The ALS Association Support Paved the Way for Antisense Therapy

The ALS Association, through the generosity of donors, has taken the lead in supporting the development of ASO therapy from the very beginning in 2004. Originally, the concept developed by Dr. Don Cleveland and Dr. Richard Smith at the Center for Neurologic Study at the University of California San Diego was met with deep skepticism that the approach would ever be useful. Despite the negativity, The Association invested in ASO therapy from the very beginning during the preclinical trial work in the laboratory and is continuing to invest in this important therapy.

How Antisense Therapy Works

Antisense therapy prevents the production of proteins involved in disease, like SOD1 and C9orf72, with the aim to provide therapeutic benefits to people living with ALS.

ASOs are short single-stranded DNA molecules that can be visualized like beads on a string. Once taken up by a cell, such as a motor neuron (the cells that die in ALS), ASOs selectively targets and binds to the messenger RNA (mRNA) of SOD1, which is degraded before being made into protein; therefore, ASOs eliminate SOD1 by preventing it from being created. See Antisense Technology figure.

Antisense drugs are currently being developed and manufactured by Ionis Pharmaceuticals using their innovative antisense technology platform. ASOs are designed for efficiency, specificity and cost effectiveness.

Progress in Antisense Therapy

The Association supported the first-in-human clinical trial of antisense therapy targeting SOD1 led by Dr. Timothy Miller at University of Washington St. Louis, which was demonstrated as safe. As technology has evolved, Ionis Pharmaceuticals has identified approaches to reduce potential side effects. Armed with this new knowledge, Ionis enhanced the SOD1 ASOs and the newly optimized ASO drug is currently in a phase I/II trial that began recruiting participants in January 2016.

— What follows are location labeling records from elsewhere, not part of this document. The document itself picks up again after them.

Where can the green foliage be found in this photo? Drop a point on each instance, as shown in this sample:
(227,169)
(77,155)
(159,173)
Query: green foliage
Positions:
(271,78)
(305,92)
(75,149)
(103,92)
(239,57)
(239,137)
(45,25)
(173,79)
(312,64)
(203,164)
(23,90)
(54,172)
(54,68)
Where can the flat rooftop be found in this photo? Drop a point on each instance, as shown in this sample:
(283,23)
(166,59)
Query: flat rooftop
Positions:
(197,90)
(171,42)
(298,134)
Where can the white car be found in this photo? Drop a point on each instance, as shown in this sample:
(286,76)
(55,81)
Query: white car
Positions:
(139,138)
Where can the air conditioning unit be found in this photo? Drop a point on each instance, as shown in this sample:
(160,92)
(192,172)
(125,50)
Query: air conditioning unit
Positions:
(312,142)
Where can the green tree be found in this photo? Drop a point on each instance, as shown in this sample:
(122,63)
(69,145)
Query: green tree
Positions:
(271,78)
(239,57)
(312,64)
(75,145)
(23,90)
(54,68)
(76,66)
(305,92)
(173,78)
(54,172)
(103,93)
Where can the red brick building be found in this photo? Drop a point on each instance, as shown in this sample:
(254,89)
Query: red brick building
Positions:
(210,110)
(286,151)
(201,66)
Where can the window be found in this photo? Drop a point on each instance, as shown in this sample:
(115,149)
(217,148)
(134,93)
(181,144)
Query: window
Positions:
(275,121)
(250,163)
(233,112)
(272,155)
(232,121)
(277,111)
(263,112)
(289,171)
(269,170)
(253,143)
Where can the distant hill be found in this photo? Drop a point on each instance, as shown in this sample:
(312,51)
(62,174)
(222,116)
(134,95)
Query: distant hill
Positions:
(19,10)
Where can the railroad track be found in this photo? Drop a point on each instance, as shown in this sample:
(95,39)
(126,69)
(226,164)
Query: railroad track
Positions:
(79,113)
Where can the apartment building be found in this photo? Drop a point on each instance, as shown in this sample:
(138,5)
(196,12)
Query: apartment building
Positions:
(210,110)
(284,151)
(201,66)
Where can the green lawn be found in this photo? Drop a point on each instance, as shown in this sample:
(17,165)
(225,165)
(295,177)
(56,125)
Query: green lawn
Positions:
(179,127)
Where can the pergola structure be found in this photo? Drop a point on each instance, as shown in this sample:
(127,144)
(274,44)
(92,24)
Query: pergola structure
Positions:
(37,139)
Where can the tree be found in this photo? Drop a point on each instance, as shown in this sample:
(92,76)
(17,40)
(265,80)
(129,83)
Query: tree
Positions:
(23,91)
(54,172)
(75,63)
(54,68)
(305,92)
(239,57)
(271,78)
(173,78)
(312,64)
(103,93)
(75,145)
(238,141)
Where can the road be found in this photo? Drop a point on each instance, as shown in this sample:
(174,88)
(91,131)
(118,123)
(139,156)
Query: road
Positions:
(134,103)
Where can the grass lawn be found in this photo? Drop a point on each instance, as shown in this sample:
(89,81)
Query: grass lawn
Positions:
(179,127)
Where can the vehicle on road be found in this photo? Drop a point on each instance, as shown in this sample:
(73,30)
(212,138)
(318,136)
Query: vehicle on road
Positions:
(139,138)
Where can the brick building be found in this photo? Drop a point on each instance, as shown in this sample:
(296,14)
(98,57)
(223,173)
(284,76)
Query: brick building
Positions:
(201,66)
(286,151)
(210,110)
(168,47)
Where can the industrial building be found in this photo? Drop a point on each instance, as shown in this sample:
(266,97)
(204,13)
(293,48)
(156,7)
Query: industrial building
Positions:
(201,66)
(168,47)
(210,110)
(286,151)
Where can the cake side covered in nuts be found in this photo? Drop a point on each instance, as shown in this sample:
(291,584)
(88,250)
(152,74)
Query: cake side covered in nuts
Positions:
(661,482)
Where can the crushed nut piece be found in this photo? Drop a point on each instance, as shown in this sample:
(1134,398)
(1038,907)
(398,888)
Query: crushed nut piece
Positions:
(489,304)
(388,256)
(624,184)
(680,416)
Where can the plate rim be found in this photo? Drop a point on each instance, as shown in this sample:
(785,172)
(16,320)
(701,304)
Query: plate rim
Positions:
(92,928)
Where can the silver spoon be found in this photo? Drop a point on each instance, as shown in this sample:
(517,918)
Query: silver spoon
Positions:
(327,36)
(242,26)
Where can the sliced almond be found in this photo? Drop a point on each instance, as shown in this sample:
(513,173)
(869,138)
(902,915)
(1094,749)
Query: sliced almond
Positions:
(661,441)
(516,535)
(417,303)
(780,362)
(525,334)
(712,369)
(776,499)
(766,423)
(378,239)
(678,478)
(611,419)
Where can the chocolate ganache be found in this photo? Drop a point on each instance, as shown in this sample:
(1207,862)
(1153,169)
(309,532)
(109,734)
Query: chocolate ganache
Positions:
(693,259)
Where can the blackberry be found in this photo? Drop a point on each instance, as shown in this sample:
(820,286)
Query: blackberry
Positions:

Antisense therapy may have an even bigger impact on C9orf72-mediated ALS, since it is responsible for approximately one in ten ALS patients. Discovered in 2011, The Association moved immediately to fund several research groups equipped to explore ASO therapy targeting C9orf72, including at Johns Hopkins University led by Dr. Jeffrey Rothstein, at University of California San Diego led by Dr. Don Cleveland and Dr. John Ravits, and at Massachusetts General Hospital and Harvard Medical School led by Dr. Clotilde Lagier-Tourenne, among others. Importantly, while developing the therapeutic approach, researchers are developing biomarkers, critical to inform the future clinical trial.

Research is currently underway to optimize C9orf72 ASO drugs to prepare for clinical trial. Importantly, researchers found that they can selectively target only the abnormal expansion of C9orf72, not the normal form, which is like the holy grail of gene silencing approaches.

In addition, protein is made by reading mRNA in two different directions and it is not known whether targeting just one direction is significant enough to have a major effect on disease. Recently, researchers discovered a way to target C9orf72 in the opposite direction, even further optimizing this therapeutic approach.

We expect the C9orf72 ASO clinical trial to start in the near future and are waiting details from the principle investigators. In only a few years, researchers went from the gene discovery phase all the way to clinical trials, which is a relatively short period by drug development standards.

From research and clinical trials supported by The Association, there has never been a more justifiably optimistic time for development of effective therapies for many people living with ALS, with ASO therapy at the forefront.